Walking through starfleet arm in arm in our civvies, we do attract a few looks and, I am sure, whispers as some recognise us. It gives me no warning for what will happen when we put our uniforms on tomorrow, when everyone we past salutes and this continues for a full fortnight until the admiralty orders the behaviour to desist. they don't salute just the command team, but all the voyagers. we are instantly recognisable by our old style uniform which we will wear until reassignment and the voyager pins. Also some of us have had our faces repeatedly plastered over a variety of news outlets. Not knowing this future, Chakotay and I happily breeze to our new apartment. To my amusement, and his abashed happiness, he insists on carrying me across the threshold. This is the true start of our future together, he states, our first planned home together. I look into his eyes and love shines between us. I also have a surprise planned for him, but on kicking the door shut and looking at the room we are speechless. Utterly and completely speechless. it is not the usual bland starfleet off the peg quarters we were expecting. There appears to be a pool table! also my decanter is on the sideboard, filled with whiskey and the unique glasses besides. Our things have clearly been unpacked for us, and treated with care. There are fresh cut flowers, Chakotay's throws over the sofa, medicine wheel and sand paintings on the walls a well as holoimages chosen from our celebration walk, effectively us with every team member. There is are two images of the pair of us. One on the bridge, carefully cropped, and one leading the formal dancing. It is clear looking at these images that our love has always been in our eyes, declared or not. I laugh again at the one where i am a mascot. There is a bottle of champagne on the diner and two glasses next to a welcome back card. I hardly need to read it to know that it has all the crew names inside. We have a home, our first home together.
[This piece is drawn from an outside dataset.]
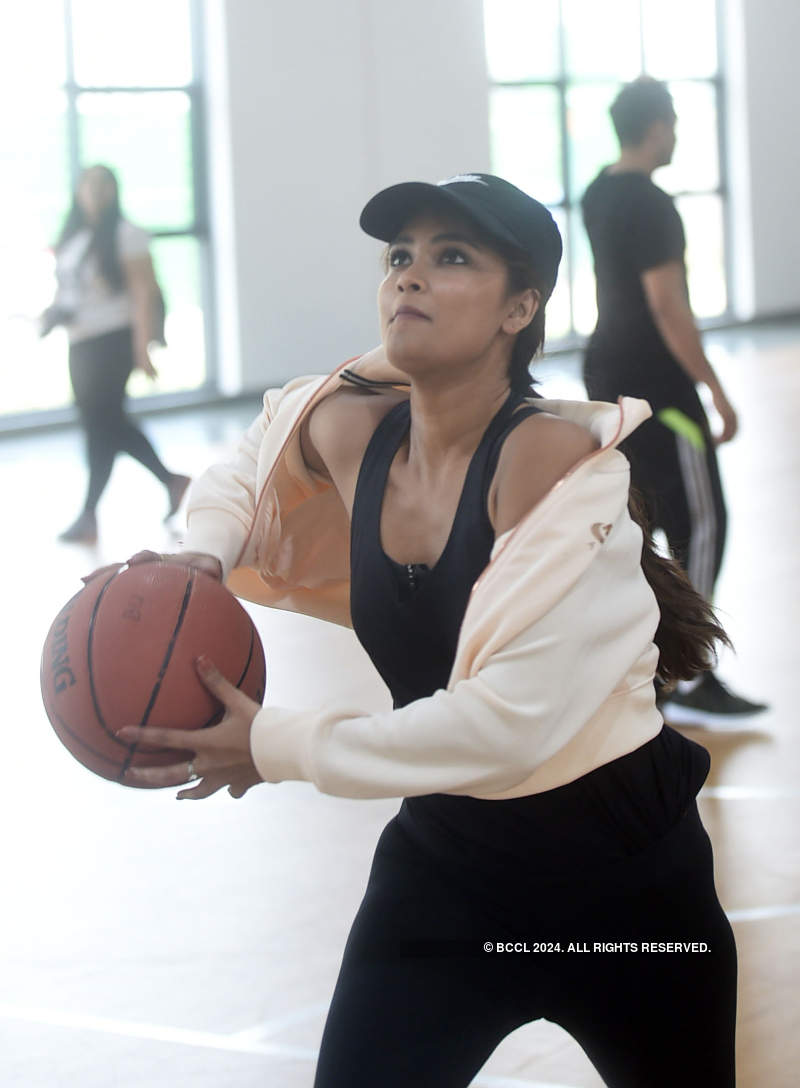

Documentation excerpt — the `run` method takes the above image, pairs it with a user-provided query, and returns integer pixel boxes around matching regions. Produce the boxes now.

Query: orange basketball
[41,562,266,784]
'Well,' says chakotay, clearly at a loss like myself, the wind taken from his amorously intended sails, placing me on the ground. 'here we are then' . I am not going to let the attention of the crew distract us quite so easily, I will thank them and investigate later. Grinning, I pull my top off and let it drop to the floor where we stand, and move towards where i presume the bedroom will be, the skirt becomes a further puddle on the floor. 'bring the champagne and glasses' i call behind me, but too late, there is a laugh and i am caught up again and the third door we try turns out to be our bedroom, and as we leap for the bed, I feel in chakotay's indrawn breath that he has seen my surprise. Our New Earth wooden headboards are side by side at the top. 'that' I say, 'was my idea' and whilst it is sinking in that i kept them all these years, and i can feel his heart springing open some more, I use my tactical advantage to divest him of clothes until he comes back to the moment. We consummate the start of our joined life together quite thoroughly and expertly and I hope that these rooms are well soundproofed as we use the opportunity to fulfil a few long held fantasies. Chakotay, though, really should have brought the champagne with him the first time I asked.